This tutorial is part of my smart bird feeder. Here I explain how I trained the custom model for classification using Seeed Studio reComputer J4012 and YOLOv8.
Preparing the reComputerThe reComputer J4012 from Seeed Studio is a Jetson Orin NX 16GB. It's a powerfull machine, but the Tegra Linux comes with a lot of things and, boots to graphical mode.
I'm using JetPack 6.0 - So, everything here about installing packages is within this version.
Change boot mode
It's all good, but we aren't going to need graphics and, in idle mode is consuming 1.5GB of memory
So, I'm going to make it boot to CLI
sudo systemctl set-default multi-user
As of now, our reComputer will boot to CLI. Let's set it now to CLI mode
sudo systemctl isolate multi-user
We've passed from using 1.5GB of memory to 700MB. Every memory byte counts when using Machine Learning.
Change Power mode
In the file /etc/nvpmodel.conf, we have the power modes available.
< POWER_MODEL ID=0 NAME=MAXN >
< POWER_MODEL ID=1 NAME=10W >
< POWER_MODEL ID=2 NAME=15W >
< POWER_MODEL ID=3 NAME=25W >
We can then use sudo nvpmodel -m <#power model> to change the power mode. And, according to this thread post, the settings are kept even after reboots.
To see what power level are we on now,
sudo nvpmodel -q
Let's select the max power mode for the training of our model
sudo nvpmodel -m 0
After a reboot, we can confirm that we're running full power
For the training, I'm going to use YOLOv8. Bellow are the steps needed to install it with CUDA support.
The model
Because this is a classification task, I don't need to know the position of the bird in the photo. I have procured 12 classes of birds and created a classification dataset in Roboflow.
You can use another dataset of your choice, as long as it is a Classification dataset or model
Those 12 classes of birds are the ones common to where I live and I thought that, those are the ones that have more probability to come feed on my feeder.
To use this dataset, I'm going to export it and select folder structure
Next, select Jupyter and copy the code if you're going to use a notebook, or select Terminal if you're executing the commands in the terminal.
Creating the environment
We're going to create a virtual environment, install PyTorch and install YOLOv8. Per documentation tip, it's better to install PyTorch first and then ultralytics.
Also, I'm installing jupyterlab packages to use with VSCode. The notebook is attached to this tutorial.
Let's install some dependencies first.
NOTE: Because we're going to use YOLOv8, we need to do some steps that normally we wouldn't need.
sudo apt install libopenblas-dev cuda-toolkit libcudnn8 tensorrt python3-libnvinfer nvidia-l4t-dla-compiler
Create the Python virtual environment
python -m venv birdClassificationModel
If you get an error, is because the package python3-venv is not installed. Let's install it and repeat the above command.

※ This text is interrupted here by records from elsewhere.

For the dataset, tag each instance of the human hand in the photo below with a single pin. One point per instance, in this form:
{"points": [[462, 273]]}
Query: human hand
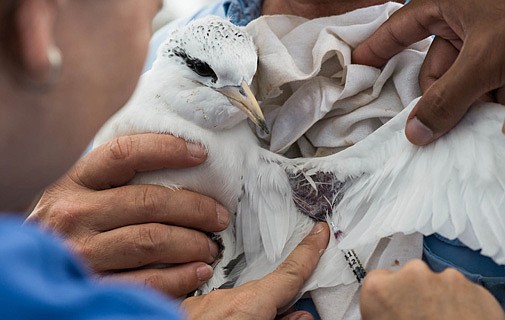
{"points": [[464, 63], [119, 228], [261, 299], [415, 292]]}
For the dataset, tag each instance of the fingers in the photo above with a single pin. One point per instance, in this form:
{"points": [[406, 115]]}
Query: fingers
{"points": [[140, 245], [439, 59], [116, 162], [149, 203], [448, 99], [298, 315], [175, 281], [286, 281], [412, 23]]}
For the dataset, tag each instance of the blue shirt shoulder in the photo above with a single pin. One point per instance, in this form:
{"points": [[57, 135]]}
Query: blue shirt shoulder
{"points": [[40, 279]]}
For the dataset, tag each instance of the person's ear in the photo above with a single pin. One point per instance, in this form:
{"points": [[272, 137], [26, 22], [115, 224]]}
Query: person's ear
{"points": [[39, 57]]}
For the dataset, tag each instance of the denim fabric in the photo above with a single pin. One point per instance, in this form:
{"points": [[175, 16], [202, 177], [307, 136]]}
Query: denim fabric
{"points": [[441, 253]]}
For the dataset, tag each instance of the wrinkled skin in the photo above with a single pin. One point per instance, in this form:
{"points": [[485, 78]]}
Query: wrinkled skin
{"points": [[464, 63], [415, 292]]}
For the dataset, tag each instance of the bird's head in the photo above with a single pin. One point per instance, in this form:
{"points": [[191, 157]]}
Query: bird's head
{"points": [[215, 62]]}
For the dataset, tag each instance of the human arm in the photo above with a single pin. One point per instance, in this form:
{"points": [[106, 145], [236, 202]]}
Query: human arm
{"points": [[464, 63], [415, 292], [261, 299], [118, 228]]}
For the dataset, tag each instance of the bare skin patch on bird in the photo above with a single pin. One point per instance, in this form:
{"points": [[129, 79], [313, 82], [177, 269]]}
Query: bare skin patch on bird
{"points": [[316, 195]]}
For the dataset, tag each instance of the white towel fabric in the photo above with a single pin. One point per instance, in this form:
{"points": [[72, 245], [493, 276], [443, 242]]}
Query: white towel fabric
{"points": [[317, 102]]}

sudo apt install python3-venv
Activate it
source birdClassificationModel/bin/activate
You can confirm is active because the name of it is placed before your prompt.
YOLOv8
Before, and to follow on the documentation tip, let's first install PyTorch.
I'm using JetPack 6.0, that comes with NVIDIA Jetson Linux 36.3 and CUDA 12.2.
Let's upgrade PIP first
pip install -U pip
Installing Torch to be able to use it with YOLOv8, we need to follow the steps in the NVIDIA forums.
This will be done with the virtual environment active, so that it is installed in it.
Download Torch version 2.3 from NVIDIA
wget https://nvidia.box.com/shared/static/mp164asf3sceb570wvjsrezk1p4ftj8t.whl -O torch-2.3.0-cp310-cp310-linux_aarch64.whl
sudo apt-get install python3-pip libopenblas-base libopenmpi-dev libomp-dev
pip3 install 'Cython<3'
pip install numpy torch-2.3.0-cp310-cp310-linux_aarch64.whl
After this, let's compile torchvision. If we install it from the wheels, it will not have CUDA support.
The branch version is for the Torch version installed. You can see more details in the forum page.
Remember, you need to have the virtual environment active so this will all be installed in it.
sudo apt-get install libjpeg-dev zlib1g-dev libpython3-dev libopenblas-dev libavcodec-dev libavformat-dev libswscale-dev
git clone --branch v0.18.0 https://github.com/pytorch/vision torchvision
cd torchvision/
export BUILD_VERSION=0.18.0
python setup.py install
After a while, it will be compiled and installed.
After installing, let's see if Cuda is available.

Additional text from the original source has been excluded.